Ardından yine İngilizler Siyonizmi icat etti. Bu, Yahudilikten farklı bir ideolojiydi. Ortadoğu’da büyük bir üs devleti kurmak için Yahudileri ve kadim tarihlerini kullandılar. 1948’de kurulan işgal devleti, Asurlar, Akadlar ve Perslerden sonra Babil kulesini son yıkan devlet oldu.

Bölgenin yeniden paramparça edilmesi ve sınırların yeniden düzenlenmesi 1945 sonrası yeni patron ABD’nin de gündemine alındı.

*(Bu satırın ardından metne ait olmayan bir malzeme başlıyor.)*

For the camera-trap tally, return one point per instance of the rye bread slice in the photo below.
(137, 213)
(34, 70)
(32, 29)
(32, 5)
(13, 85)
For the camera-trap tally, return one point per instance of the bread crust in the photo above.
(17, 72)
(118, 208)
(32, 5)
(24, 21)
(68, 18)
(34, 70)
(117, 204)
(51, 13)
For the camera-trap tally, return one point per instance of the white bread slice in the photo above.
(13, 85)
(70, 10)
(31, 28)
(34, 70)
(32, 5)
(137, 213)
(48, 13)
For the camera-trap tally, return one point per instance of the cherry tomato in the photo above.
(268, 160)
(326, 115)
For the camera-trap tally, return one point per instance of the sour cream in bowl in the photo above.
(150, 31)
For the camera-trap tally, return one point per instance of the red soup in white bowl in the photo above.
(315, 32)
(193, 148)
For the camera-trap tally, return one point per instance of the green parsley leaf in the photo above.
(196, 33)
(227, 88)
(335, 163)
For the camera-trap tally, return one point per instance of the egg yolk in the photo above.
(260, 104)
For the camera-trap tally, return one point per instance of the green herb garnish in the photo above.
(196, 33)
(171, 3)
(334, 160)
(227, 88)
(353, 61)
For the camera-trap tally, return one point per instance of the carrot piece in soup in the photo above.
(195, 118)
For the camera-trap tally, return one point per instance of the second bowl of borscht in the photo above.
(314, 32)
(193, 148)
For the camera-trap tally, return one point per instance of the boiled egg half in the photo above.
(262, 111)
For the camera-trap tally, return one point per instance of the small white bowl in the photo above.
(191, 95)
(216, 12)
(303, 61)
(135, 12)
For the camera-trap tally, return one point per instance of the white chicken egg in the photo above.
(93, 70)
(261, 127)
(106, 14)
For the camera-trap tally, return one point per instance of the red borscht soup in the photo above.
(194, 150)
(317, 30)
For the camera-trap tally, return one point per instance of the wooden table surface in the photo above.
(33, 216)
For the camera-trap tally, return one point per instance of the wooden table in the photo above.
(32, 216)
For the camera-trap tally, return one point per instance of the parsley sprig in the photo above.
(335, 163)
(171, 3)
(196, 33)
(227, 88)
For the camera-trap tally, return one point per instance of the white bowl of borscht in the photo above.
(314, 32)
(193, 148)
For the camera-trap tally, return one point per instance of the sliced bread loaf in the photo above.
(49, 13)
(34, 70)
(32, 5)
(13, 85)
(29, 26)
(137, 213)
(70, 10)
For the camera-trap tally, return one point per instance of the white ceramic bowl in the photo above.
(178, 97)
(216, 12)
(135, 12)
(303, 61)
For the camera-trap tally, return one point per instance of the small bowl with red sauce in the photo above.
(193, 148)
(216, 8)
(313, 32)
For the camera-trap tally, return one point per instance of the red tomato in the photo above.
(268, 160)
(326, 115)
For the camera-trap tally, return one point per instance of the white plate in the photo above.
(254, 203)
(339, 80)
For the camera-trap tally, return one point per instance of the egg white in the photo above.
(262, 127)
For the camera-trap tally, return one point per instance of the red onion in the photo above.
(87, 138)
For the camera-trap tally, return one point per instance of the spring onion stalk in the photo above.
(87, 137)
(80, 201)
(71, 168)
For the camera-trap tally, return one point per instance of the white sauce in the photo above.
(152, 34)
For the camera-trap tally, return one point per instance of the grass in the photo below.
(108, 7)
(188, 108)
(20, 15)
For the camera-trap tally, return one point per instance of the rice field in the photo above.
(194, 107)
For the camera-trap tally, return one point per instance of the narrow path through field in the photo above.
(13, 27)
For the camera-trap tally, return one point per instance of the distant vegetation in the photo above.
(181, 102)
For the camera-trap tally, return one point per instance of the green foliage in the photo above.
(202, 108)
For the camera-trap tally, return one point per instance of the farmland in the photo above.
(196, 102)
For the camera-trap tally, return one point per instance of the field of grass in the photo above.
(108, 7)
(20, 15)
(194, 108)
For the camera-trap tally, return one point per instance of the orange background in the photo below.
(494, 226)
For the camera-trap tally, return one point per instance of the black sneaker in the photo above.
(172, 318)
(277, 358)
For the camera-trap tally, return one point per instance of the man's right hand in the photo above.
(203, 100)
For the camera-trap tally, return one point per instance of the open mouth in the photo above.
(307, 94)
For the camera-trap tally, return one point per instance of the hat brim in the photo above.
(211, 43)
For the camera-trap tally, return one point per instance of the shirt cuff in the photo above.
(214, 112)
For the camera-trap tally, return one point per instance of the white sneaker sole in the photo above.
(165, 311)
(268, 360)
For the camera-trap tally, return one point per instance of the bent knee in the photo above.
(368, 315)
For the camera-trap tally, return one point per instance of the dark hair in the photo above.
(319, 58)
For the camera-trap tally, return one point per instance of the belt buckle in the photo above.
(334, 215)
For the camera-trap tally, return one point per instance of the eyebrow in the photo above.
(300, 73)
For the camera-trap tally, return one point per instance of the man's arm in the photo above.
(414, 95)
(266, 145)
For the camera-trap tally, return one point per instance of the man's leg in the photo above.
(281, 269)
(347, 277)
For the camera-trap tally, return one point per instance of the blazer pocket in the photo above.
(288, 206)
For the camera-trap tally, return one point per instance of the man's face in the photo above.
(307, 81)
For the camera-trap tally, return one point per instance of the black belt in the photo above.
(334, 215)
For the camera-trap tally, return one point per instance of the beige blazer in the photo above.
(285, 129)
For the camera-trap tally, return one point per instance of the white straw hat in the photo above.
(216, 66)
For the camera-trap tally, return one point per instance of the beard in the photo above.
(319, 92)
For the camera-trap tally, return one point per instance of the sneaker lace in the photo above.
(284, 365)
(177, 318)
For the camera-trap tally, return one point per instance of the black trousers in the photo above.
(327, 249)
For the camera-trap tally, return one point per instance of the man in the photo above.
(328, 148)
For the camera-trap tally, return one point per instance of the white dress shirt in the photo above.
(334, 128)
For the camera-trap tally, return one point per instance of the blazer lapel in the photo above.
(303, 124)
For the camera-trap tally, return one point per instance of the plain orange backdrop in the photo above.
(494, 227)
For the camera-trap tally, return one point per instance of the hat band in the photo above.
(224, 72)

İran ve Türkiye bu yönde müttefikler iken önce İran 1979’da gruptan ayrıldı. Şimdilerde Türkiye bu konuda gecikmiş bir karar aşamasında, hala bocalıyor.

Oded Yinon Planı

Babil Kulesi’nin temsil ettiği gibi zaten hali hazırda Araplar pek de özenilecek bir uygarlık ve düzen kuramamıştı.

Kendilerini tüm diğer insanlardan ve özellikle de Araplardan üstün gören Yahudi İsrail, 1980’lerde bir plan hazırladı. Bunun adı yazarından esinle Oded Yinon planı olarak kayıtlara geçti.

Makale, faşist eski İsrail Başbakanı Ariel Şaron’un eski danışmanı ve üst düzey diplomat olan Oded Yinon tarafından Jerusalem Post gazetesinde yayınlandı.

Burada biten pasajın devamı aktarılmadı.